El cielo es una noche con amigos cerrando el bar de siempre mientras la camarera nos sonríe. Es coger el coche sin rumbo, y perderte por carreteras secundarias bien acompañado; sabiendo que tu copiloto no te guardará rencor. Porque perderse es la excusa para pasar más tiempo juntos. Para no separaros.

El cielo sabe a pizza cuatro quesos. A sushi. A Albariño. A salsa rosa (de la mía, claro, con coñac y zumo de naranja). Sabe a tortilla de patatas, con cebolla, claro. A pan de leña. A salmón marinado. A naranjas recién exprimidas. Y a jamón ibérico. Sabe a sobremesa bien acompañado, con buenos licores. Y humo. Porque una sobremesa es mejor con humo.

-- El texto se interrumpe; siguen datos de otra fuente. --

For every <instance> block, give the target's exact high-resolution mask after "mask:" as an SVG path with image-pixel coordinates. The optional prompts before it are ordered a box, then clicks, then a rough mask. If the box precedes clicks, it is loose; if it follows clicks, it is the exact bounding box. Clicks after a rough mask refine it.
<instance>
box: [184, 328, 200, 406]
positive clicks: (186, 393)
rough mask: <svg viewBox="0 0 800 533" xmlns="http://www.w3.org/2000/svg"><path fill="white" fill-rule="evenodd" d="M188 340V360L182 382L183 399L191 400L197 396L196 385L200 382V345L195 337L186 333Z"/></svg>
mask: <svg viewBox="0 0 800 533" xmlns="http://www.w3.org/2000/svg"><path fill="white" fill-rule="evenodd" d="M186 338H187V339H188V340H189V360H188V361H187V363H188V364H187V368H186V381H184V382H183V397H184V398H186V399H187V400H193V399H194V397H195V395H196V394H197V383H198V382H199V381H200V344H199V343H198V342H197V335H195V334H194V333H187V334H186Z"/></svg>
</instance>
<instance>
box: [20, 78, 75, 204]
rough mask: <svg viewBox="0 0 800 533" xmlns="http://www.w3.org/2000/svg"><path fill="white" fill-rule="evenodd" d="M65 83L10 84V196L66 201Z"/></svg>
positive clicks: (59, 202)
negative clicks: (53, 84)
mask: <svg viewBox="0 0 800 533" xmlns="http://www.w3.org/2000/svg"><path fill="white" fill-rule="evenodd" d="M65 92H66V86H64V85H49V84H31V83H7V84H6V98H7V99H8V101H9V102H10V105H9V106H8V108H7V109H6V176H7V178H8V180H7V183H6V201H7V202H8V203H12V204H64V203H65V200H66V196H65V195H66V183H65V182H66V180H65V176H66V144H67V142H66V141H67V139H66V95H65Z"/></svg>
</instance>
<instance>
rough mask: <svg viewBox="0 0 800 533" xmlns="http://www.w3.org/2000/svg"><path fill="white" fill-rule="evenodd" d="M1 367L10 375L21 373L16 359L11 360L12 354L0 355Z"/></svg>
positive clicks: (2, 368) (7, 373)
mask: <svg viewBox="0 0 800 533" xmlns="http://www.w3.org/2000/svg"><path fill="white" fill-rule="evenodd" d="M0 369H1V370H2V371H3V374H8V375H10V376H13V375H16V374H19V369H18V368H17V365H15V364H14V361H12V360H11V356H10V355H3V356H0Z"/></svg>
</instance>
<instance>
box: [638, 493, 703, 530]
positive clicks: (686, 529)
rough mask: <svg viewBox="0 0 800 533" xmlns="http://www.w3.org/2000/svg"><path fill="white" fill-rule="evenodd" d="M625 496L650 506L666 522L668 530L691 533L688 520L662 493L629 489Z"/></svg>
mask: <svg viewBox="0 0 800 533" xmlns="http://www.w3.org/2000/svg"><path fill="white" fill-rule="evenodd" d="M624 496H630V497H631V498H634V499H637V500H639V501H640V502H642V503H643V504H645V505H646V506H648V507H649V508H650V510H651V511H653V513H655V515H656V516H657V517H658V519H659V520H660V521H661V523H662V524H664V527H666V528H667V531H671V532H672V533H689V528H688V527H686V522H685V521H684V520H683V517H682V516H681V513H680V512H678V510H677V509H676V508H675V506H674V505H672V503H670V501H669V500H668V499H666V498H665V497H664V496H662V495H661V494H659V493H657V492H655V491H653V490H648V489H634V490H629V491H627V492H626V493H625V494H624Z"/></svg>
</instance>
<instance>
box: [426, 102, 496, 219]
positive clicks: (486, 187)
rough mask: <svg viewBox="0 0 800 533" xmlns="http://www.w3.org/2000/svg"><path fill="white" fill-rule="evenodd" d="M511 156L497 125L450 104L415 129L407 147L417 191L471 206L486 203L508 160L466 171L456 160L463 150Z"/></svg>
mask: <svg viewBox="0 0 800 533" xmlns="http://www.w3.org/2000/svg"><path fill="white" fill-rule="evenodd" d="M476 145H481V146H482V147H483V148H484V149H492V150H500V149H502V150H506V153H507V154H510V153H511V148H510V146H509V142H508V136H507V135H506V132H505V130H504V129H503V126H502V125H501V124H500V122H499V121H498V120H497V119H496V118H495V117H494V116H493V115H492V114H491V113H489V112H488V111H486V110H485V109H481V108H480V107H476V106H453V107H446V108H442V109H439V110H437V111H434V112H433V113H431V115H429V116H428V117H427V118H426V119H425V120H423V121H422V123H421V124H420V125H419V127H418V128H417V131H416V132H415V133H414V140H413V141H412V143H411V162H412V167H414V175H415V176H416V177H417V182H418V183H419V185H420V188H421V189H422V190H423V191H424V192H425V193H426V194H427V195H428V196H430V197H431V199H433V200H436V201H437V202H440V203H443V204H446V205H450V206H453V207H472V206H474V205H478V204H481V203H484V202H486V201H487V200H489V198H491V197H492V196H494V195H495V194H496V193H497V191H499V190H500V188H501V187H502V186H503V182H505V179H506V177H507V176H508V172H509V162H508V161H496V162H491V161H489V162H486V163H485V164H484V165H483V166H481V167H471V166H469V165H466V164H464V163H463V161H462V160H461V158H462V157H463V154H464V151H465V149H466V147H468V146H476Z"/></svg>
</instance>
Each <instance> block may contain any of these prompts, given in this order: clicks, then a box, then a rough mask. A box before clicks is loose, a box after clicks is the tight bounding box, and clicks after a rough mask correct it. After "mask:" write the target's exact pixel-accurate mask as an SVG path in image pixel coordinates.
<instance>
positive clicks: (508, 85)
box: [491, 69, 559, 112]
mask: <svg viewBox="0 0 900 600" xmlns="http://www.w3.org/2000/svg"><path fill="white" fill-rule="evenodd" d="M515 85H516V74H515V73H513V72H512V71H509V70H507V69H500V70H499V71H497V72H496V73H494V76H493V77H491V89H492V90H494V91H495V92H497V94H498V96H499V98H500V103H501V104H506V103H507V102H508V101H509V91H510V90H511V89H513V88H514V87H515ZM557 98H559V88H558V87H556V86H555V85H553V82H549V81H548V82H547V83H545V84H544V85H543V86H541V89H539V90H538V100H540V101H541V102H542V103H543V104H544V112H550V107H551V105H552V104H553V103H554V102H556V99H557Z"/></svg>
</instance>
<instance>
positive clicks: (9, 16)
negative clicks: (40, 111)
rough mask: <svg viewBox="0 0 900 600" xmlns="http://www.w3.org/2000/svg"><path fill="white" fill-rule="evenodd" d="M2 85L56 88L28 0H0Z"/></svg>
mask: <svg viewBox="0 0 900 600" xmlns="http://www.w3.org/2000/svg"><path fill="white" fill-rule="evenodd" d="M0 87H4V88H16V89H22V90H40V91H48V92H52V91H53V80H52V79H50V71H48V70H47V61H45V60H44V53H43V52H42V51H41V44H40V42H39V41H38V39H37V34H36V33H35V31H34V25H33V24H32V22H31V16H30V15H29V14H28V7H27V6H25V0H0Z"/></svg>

El cielo es una mujer risueña y con tacones. Y un “¿quedamos mañana para tomar una copa?”. Es un instante en el que se para el tiempo. Un aliento de vida a las 6 de la mañana mientras la dejas en la puerta de su casa. O cogiendo un taxi en la Gran Vía. Es una mirada indiscreta mientras ladea la cabeza para tocarse el pelo, coqueta.

El cielo huele a sal, y a mar. A jazmín en Sevilla, y a pólvora en Valencia. A lo que huela su cuello esa noche, aunque tardes más de dos horas en acercarte a comprobarlo. Huele a sarmiento, a barbacoa. Con amigos, claro. Porque la vida es mejor con amigos. Y a sorbete de limón después de una comida. Huele a libertad, pero no a una libertad cualquiera, sino a una libertad bien interpretada. Carente de horarios.

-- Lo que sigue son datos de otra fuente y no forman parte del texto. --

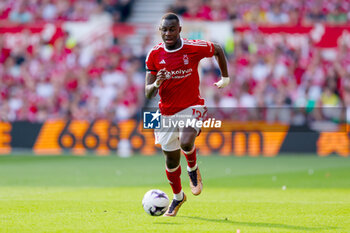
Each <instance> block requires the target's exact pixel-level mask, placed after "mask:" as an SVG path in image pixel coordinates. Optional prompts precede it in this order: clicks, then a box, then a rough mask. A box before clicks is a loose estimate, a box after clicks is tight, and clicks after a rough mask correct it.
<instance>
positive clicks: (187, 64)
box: [183, 54, 189, 65]
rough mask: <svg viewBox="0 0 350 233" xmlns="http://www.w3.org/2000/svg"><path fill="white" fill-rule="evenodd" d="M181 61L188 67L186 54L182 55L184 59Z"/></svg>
mask: <svg viewBox="0 0 350 233" xmlns="http://www.w3.org/2000/svg"><path fill="white" fill-rule="evenodd" d="M183 59H184V64H185V65H188V63H189V60H188V56H187V54H185V55H184V58H183Z"/></svg>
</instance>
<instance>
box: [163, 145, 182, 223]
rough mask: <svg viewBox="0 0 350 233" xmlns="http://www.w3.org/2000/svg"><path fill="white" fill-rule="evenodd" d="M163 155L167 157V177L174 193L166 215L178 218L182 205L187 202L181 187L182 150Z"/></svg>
mask: <svg viewBox="0 0 350 233" xmlns="http://www.w3.org/2000/svg"><path fill="white" fill-rule="evenodd" d="M163 153H164V155H165V164H166V175H167V178H168V181H169V183H170V186H171V188H172V190H173V193H174V198H173V200H172V202H171V204H170V205H169V208H168V210H167V211H166V213H165V214H164V215H165V216H176V214H177V212H178V211H179V209H180V207H181V205H182V204H183V203H184V202H185V201H186V195H185V194H184V192H183V191H182V186H181V165H180V157H181V151H180V149H178V150H175V151H164V150H163Z"/></svg>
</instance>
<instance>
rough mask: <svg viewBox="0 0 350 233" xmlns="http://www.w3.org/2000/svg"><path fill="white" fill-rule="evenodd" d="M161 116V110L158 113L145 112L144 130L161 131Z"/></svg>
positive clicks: (143, 126) (143, 122)
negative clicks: (160, 127) (157, 129)
mask: <svg viewBox="0 0 350 233" xmlns="http://www.w3.org/2000/svg"><path fill="white" fill-rule="evenodd" d="M160 119H161V114H160V113H159V110H157V111H156V112H146V111H145V112H143V128H144V129H160V126H161V123H160V122H161V121H160Z"/></svg>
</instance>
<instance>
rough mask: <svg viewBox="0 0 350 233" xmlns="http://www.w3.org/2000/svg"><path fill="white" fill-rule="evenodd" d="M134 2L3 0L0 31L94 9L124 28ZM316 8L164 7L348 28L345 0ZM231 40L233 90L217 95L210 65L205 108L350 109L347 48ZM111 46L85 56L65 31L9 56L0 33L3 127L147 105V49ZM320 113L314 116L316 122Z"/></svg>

El cielo es un cine de verano. Y un paseo por la arena, aunque no te guste la arena. Es una canción inoportuna que suena en mitad de un momento de desvelo. Una cerveza y un perrito caliente en La Virgen. Bien acompañado, claro. Es la sensación de tu cara recién afeitada contra la almohada después de un día largo. Una mañana dando bolazos sin rumbo con el hierro 7. A liberar tensión. A lo que salga.

El cielo suena a guitarra española bien tocada. Al ruido de los dedos rozando los trastes para cambiar de nota. A silencio cuando se necesita silencio. A ruido cuando no soportas el silencio, porque te abruma. Porque te mata. Porque necesitas ruido. Suena a una canción nueva que desconocías y que escuchas hasta que aborreces preguntándote “¿cómo he podido vivir tanto tiempo sin oírla?”.

El cielo es sentarte en la terraza con una copa a leer un buen libro con ningún ruido más que el que producen las olas al romper en la orilla. Es tener la sensación cuando te acuestas de que ha sido un buen día. Y aun así, tener la esperanza de que mañana será mejor. Es un email de esos que te acelera el corazón. Es ser capaz de hacer felices a los demás. Aunque esto último no siempre sea fácil.

El cielo tiene forma, es, sabe, suena y huele a todo eso y mucho más. Y donde digo cielo, podéis leer “lo que me gusta de la vida”.